Thought I would start a thread where I can update without throwing a ton of pictures everywhere.. Soooo here we go.. haha :roll: I am such a picture junkie... :lol: More to come soon!


----------



## PJM (May 7, 2010)

Love the pictures! She's a beauty!


----------



## DexterTheHog (May 22, 2011)

Hahaha i read your caption, if you wanna make it smaller use tinypic.com or upload it to photobucket or picasa and there's a way to shrink it when you get the link for the photo


----------



## Hedgieonboard (Nov 15, 2009)

Great pic


----------



## Tishy Tasha (May 30, 2011)

Haha thank you Dexter.. :lol: I always felt weird having a huge picture that took up almost half the page :roll: 

 Thank you PJM & Hedgieonboard!
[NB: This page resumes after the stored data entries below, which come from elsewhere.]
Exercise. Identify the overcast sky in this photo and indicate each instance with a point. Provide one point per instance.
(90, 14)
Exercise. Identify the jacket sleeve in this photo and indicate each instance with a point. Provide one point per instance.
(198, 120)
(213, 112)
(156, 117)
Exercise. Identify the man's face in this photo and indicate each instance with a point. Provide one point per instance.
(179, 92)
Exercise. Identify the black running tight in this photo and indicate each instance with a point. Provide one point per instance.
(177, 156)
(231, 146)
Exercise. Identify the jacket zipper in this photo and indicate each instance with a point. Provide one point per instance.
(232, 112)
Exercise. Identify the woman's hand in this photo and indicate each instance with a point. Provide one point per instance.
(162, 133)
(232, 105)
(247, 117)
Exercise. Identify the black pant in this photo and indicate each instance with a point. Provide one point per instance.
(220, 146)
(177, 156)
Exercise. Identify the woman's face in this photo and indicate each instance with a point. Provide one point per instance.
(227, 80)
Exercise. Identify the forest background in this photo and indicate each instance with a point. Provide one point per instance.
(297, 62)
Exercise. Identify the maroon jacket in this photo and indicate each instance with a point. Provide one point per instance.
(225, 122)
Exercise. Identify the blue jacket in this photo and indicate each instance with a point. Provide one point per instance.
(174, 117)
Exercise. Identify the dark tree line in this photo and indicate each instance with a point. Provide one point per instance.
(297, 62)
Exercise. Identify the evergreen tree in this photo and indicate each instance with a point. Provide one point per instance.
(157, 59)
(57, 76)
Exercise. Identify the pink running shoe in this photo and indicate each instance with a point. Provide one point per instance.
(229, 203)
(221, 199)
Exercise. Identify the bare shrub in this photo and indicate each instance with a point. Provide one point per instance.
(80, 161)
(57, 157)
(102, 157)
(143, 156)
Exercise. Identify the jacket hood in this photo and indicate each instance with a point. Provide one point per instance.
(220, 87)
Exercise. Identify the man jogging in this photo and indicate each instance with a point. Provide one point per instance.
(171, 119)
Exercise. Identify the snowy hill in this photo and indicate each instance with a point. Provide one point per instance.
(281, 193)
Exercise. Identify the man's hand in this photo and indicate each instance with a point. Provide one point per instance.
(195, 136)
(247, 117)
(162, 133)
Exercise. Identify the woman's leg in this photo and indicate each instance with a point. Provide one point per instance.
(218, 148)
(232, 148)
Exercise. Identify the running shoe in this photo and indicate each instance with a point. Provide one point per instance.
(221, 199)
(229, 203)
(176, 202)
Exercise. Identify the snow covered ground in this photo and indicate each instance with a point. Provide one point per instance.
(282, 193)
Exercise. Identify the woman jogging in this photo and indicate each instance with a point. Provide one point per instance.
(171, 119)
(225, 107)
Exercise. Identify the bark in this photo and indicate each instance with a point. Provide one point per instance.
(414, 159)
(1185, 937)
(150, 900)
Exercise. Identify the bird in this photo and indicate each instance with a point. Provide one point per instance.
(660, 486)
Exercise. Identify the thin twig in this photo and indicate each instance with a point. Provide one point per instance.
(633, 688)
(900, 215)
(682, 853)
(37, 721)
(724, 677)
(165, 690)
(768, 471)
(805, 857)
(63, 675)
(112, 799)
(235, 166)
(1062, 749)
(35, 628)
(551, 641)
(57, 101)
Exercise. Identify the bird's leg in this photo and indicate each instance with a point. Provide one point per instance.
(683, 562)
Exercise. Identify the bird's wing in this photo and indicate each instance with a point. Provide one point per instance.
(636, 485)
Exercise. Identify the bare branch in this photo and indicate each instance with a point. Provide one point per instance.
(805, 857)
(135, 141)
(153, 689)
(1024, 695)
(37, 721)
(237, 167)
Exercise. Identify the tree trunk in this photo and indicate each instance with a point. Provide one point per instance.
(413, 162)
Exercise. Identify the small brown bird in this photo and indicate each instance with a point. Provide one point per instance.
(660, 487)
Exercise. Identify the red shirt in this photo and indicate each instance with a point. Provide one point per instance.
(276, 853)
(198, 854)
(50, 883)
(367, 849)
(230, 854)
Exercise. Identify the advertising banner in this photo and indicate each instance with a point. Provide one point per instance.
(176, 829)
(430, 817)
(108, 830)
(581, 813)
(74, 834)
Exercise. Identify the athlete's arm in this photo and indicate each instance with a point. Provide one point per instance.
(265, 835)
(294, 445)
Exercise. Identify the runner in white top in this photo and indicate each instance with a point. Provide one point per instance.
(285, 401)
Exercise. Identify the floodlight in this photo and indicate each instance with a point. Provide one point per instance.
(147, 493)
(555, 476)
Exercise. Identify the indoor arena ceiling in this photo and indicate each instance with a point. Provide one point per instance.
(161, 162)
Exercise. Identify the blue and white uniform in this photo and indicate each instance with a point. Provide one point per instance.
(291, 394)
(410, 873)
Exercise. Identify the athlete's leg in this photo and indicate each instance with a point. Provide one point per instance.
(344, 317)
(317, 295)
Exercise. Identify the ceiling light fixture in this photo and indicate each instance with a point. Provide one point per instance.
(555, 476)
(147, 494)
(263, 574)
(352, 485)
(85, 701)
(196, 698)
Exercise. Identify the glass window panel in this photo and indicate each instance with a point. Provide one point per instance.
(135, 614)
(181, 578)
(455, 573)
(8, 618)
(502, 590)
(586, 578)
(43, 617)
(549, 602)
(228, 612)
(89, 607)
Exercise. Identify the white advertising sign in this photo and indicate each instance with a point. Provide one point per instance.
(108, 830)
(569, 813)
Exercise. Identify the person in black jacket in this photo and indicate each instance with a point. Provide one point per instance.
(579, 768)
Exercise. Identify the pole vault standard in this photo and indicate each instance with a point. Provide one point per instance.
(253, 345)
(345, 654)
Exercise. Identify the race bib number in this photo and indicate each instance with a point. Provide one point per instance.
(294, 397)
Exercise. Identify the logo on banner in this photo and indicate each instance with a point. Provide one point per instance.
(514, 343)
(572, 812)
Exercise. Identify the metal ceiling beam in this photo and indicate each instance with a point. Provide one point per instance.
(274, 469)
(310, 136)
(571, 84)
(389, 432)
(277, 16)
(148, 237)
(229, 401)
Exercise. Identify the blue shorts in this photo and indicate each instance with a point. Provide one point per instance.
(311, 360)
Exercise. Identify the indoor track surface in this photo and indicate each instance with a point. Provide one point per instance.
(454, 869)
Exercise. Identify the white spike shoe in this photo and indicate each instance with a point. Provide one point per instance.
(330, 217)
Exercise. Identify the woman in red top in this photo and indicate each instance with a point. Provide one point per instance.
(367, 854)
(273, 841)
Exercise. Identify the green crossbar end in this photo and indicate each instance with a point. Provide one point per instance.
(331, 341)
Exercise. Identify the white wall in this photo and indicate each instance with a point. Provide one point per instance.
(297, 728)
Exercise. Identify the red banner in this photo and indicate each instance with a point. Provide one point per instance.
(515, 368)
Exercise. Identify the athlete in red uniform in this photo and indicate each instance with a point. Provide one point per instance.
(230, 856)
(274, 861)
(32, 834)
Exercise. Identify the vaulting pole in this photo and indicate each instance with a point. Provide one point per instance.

We all have some stunning hedgie hogs!


----------



## DexterTheHog (May 22, 2011)

Haha no prob,
I love her mask and dark quills! And your little banner with hedgies and hearts! Where ever did you find that? I promise I won't steal it


----------



## Tishy Tasha (May 30, 2011)

DexterTheHog said:


> And your little banner with hedgies and hearts! Where ever did you find that? I promise I won't steal it


Oh you can snag them  .. I just did a search for hedgehog animated gifs and they popped up.. They had a few others.. I think I am going to make my own as well..



DexterTheHog said:


> Haha no prob, I love her mask and dark quills!


Awww thank you.. When I seen her, I had to take her home.. I still have yet to find out just exactly what she is because they guy I got her from said she was a Algerian Dark Grey but when I looked at the color guide it seems like she may be a bit more of the Algerian Chocolate because she is a dark chocolate color not so much the dark rust looking type.. Either way, she's my baby and I lubs her lol


----------



## shetland (Sep 2, 2008)

She is gorgeous. I love that dark mask. More pictures!


----------



## Tishy Tasha (May 30, 2011)

Thank you  .. Some of the pictures made her darker but here are a few with her unedited wise


----------



## shetland (Sep 2, 2008)

I just love her!


----------



## Tishy Tasha (May 30, 2011)

Hehe  .. She's my baby! I am so happy to have her.. This Saturday we are building her, her C&C Cage.. I am so excited to do it so that she'll have more room and things to play with. I just want her to be happy & have everything she didn't have upon coming home!


----------



## easyluckyxfreex (Jun 26, 2011)

Awww. She is such a cutie  congrats.


----------



## PJM (May 7, 2010)

I love the new pictures! Especially the ones outside.


----------



## ReginasMommy (Apr 13, 2011)

She's so cute! She looks very sweet


----------